Competing interests:
None declared
Competing interests: No competing interests
I applaud the attempts of Boysen et al to improve patients ability to
exercise after stroke [1]. The article however, together with the
accompanying editorial [2] appeared to look upon exercise as an end in
itself – and this may be attractive in terms of the secondary prevention
of cerebrovascular disease. From a rehabilitation perspective however, uni
-model methods of rehabilitation after complex neurological injuries
appear anachronistic.
Management of stroke begins with the acute management and ends when
the individual is able to ‘participate fully’ in the community, or as
fully as the residual ‘impairment’ allows (using the terminology of the
WHO [3]). There is general agreement in the UK that there needs to be a
smooth path linking inpatient rehabilitation with community-based
rehabilitation, both of which will be multiprofessional. One of the
failings of community-based rehabilitation in the UK, however, is that it
tends to be discontinued when walking indoors and the basic activities of
daily living are seen to have been safely achieved, with assistance if
needed. This often precludes the ability to participate fully in the
community.
Late stage community rehabilitation is often lacking but, when
present, attempts to overcome the post-stroke loss of confidence, chronic
fatigue and depression partly through increasing ‘participation’ in the
community. This involves facilitating the use of public transport –
enabling individuals to get on/off buses and trains, drive cars etc. For
those stroke survivors who were working at the time of their stroke, the
techniques of vocational rehabilitation [4] may facilitate returning to
work. If exercise is seen to result in purposeful activities, compliance
may improve? What is the point of exercise classes at council-run leisure
centres [2] if potential participants cannot reach them? Most people in
this situation prefer to travel independently, thus avoiding the
frustrations of community-based transport.
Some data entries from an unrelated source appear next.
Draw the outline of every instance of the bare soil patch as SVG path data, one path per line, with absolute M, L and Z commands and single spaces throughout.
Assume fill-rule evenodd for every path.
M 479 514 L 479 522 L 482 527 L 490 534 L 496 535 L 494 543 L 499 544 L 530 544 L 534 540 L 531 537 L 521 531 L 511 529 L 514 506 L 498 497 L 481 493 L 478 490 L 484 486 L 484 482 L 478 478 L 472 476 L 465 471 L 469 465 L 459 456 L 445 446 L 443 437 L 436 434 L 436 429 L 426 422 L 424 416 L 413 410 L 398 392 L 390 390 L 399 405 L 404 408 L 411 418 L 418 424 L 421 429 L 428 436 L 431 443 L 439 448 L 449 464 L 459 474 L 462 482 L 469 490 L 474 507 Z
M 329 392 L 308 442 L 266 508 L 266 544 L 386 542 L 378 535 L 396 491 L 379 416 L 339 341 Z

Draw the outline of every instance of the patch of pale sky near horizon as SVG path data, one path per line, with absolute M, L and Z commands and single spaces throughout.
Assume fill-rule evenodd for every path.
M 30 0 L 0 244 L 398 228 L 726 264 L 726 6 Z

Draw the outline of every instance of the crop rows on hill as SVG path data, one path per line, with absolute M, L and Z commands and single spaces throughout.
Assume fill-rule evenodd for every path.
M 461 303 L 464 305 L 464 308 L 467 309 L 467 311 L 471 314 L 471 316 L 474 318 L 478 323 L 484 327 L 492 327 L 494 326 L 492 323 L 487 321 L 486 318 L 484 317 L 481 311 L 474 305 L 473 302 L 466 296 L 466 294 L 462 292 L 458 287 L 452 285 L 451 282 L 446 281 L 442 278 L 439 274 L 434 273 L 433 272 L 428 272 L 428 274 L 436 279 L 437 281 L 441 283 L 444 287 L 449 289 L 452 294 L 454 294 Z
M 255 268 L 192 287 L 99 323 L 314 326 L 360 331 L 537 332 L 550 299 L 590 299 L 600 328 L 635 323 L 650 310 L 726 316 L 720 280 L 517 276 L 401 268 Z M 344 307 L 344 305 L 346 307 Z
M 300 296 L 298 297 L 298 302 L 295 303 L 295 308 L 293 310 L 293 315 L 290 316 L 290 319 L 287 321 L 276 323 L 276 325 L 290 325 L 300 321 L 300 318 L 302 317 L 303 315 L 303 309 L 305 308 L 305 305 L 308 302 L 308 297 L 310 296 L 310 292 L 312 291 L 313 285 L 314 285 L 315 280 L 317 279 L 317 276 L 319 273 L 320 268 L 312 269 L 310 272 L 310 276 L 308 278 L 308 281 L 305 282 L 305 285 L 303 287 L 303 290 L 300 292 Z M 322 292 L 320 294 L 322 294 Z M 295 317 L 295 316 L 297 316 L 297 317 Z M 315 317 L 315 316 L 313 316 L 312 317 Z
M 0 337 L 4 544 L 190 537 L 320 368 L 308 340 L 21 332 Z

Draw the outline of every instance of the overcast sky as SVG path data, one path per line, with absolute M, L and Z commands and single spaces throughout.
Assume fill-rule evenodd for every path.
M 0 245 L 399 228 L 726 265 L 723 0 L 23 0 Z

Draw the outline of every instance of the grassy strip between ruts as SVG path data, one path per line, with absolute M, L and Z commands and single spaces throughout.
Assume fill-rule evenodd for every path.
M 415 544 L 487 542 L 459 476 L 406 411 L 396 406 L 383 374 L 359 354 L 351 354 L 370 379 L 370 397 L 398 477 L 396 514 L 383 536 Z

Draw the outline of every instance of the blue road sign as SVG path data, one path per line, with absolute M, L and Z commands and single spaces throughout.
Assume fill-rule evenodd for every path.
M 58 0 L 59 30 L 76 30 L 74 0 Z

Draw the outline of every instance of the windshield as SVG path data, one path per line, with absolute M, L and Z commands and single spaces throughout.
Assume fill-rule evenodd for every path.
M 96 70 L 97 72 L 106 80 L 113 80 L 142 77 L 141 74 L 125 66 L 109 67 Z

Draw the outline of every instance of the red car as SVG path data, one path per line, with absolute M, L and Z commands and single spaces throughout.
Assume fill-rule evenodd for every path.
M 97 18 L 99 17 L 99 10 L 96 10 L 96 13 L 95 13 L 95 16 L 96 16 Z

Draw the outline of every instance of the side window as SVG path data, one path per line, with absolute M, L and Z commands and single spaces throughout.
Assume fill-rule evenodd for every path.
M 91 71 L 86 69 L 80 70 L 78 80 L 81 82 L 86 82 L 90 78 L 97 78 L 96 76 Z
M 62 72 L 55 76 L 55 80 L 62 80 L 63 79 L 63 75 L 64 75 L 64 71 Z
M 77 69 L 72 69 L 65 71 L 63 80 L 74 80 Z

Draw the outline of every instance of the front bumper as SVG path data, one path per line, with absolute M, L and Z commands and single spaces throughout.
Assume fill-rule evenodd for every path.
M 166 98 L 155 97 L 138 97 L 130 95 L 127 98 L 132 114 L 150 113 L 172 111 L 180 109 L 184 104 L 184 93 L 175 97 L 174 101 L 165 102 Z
For those unable to walk at the conclusion of physiotherapy,
consideration should be given to the use of electric powered wheelchairs
for those who fulfil the exacting criteria currently in use [5]. It
appears that powered wheelchairs, which can be very effective for some
older individuals [6], are infrequently utilised by some PCTs (Frank AO
unpublished data).
Exercise needs to be seen in perspective – as part of a co-ordinated
community-based rehabilitation programme for those whose post-stroke
impairment requires it.
Reference List
(1) Boysen G, et al and 11 more. ExStroke pilot Trial of the effect
of repeated instructions to improve physical activity after ischaemic
stroke: a multinational randomised controlled trial. BMJ 2009; 339(1st
August):273-276.
(2) Mead G. Exercise after stroke. BMJ 2009; 339(1 August):247-248.
(3) World Health Organization: report by the secretariat. The
International Classification of functioning, disability and health (ICIDH-
2). Geneva: World Health Organisation, 2001
(4) Frank AO, Thurgood J. Vocational rehabilitation in the UK:
opportunities for health-care professionals. Int J Ther Rehabil 2006;
13(3):126-134.
(5) Frank AO, Ward JH, Orwell NJ, McCullagh C, Belcher M.
Introduction of the new NHS Electric Powered Indoor/outdoor Chair (EPIOC)
service: benefits, risks and implications for prescribers. Clin Rehabil
2000; 14(December):665-673.
(6) Evans S, Frank A, Neophytou C, De Souza LH. Older adults' use
of, and satisfaction with, electric powered indoor /outdoor wheelchairs.
Age and ageing 2007; 36(4):431-435.
Competing interests:
Andrew Frank is Senior Independent Clinical Adviser to Kynixa Ltd, a rehabilitation company
Competing interests: No competing interests
Stroke Impact Scale
Re:PHQ 9
We use the proxy Stroke Impact Scale, and have found that it works
well when results from the 'big fixes' fall off, and progress can still be
found (if it exists) in terms of measurable psychological well-being -
which can combat the fear of diminishing retirns from exercise until the
'small steps' from exercise after stroke (with the patient guided to work
autonomously for neuroplastic change)start to become visible. Often in the
upper limb, this takes a long time of sustained effort and
training...which is where the SIS can help as adjunct to training records.